The study found increased rates of client financial misstatement among audit firms that increase their focus on providing non-audit services in the face of audit fee pressure, compared to audit firms that don’t. The researchers found that a reduction in audit quality occurs in large audit firms and provide evidence in the study that audit firms’ provision of additional non-audit services in the presence of fee pressure is an important dimension to consider when examining the effects of declining audit fees on audit quality. The study, “How do Audit Offices Respond to Audit Fee Pressure? Evidence of Increased Focus on Non-audit Services and their Impact on Audit Quality,” by Erik Beardsley, an assistant professor of accountancy in Notre Dame’s Mendoza College of Business, along with Dennis Lassila of Texas AM University and Thomas Omer of the University of Nebraska at Lincoln, is set to appear in the journal Contemporary Accounting Research. For the study, Beardsley and his team examined audit fees, non-audit fees and client misstatement rates of 561 audit firms from 2004 to 2013.
“Audit offices experiencing audit fee pressure appear to focus more on providing non-audit services in relation to their total fees, and we find that when they do that, audit quality suffers,” Beardsley said in a statement. “If financial statements are misstated, then later re-stated, it means the auditor didn’t catch the misstatement before the financial statements were presented.”
The Sarbanes-Oxley Act of 2002 included restrictions on the types of non-audit services an auditing firm can provide. “These certainly decreased the amount,” said Beardsley. “However, some firms seem to be focusing on them again, and our study suggests this could be due in part to the reduced profitability of audit engagements.”
He and his colleagues found that, on average, audit firms significantly increase non-audit services provided to audit clients in the presence of audit fee pressures, probably as a way of compensating for their lost auditing revenues by using higher-margin activities. The researchers saw a correlation between audit fee pressure and an increased focus on non-audit services in samples of both large and small auditing firms.

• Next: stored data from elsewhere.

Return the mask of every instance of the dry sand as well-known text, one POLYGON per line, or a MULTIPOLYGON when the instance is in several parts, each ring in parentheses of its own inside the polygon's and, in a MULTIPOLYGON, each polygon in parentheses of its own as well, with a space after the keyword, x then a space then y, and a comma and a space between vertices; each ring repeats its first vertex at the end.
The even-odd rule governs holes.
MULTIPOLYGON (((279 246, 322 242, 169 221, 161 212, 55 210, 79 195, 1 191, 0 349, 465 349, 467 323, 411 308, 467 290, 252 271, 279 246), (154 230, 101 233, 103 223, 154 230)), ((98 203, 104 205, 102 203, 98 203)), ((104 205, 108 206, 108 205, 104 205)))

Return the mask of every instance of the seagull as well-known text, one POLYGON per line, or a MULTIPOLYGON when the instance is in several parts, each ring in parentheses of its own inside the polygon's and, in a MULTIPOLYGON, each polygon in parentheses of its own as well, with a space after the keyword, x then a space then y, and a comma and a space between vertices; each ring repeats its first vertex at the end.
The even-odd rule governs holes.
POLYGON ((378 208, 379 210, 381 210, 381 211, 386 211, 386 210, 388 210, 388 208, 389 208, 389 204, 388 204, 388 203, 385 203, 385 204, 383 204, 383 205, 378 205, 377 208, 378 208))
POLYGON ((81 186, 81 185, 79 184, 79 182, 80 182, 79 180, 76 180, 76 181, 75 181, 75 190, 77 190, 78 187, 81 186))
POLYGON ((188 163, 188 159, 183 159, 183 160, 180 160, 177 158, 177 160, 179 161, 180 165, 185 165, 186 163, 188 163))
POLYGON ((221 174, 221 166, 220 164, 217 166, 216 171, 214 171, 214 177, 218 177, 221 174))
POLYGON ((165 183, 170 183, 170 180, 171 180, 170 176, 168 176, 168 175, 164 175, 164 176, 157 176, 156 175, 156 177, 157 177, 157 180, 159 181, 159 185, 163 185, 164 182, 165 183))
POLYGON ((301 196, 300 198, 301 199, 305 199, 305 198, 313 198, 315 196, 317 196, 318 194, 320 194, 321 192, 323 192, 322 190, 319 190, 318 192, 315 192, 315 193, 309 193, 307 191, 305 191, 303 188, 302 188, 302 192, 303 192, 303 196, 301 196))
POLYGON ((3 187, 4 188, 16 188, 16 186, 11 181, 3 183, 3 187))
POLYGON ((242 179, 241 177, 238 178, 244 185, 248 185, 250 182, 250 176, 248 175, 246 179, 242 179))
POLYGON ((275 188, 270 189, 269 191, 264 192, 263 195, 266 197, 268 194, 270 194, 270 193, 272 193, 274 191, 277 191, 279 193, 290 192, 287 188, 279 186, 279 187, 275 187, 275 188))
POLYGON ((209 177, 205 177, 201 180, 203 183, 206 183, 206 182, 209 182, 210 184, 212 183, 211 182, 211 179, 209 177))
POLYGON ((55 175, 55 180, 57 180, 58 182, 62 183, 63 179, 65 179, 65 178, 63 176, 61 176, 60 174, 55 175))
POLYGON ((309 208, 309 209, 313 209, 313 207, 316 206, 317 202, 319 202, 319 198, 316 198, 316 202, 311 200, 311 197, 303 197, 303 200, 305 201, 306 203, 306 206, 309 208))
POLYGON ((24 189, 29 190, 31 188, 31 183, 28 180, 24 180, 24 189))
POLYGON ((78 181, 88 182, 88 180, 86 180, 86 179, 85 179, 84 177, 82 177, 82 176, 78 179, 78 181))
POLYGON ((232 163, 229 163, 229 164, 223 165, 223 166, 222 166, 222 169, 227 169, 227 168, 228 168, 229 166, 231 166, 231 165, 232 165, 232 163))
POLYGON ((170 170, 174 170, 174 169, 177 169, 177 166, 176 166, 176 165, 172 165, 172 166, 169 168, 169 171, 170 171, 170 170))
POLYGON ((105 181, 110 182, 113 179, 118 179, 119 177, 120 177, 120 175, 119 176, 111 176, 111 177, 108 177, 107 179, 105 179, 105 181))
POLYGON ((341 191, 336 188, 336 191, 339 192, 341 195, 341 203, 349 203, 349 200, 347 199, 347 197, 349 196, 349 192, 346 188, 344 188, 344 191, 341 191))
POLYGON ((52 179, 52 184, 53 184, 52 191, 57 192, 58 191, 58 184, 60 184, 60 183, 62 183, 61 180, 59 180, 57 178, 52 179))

Their results also indicated increased rates of client misstatements in the presence of audit fee pressure.
“Importantly, we provide evidence that the increased rate of client misstatements is significantly greater when audit offices increase focus on providing NAS to audit clients in the presence of audit fee pressure compared to when audit offices do not,” said the paper. “We also observe that this increase in client misstatement rate primarily occurs for large audit offices, consistent with potential moral hazard and peer monitoring issues that can be more prevalent in large audit offices compared to small audit offices.”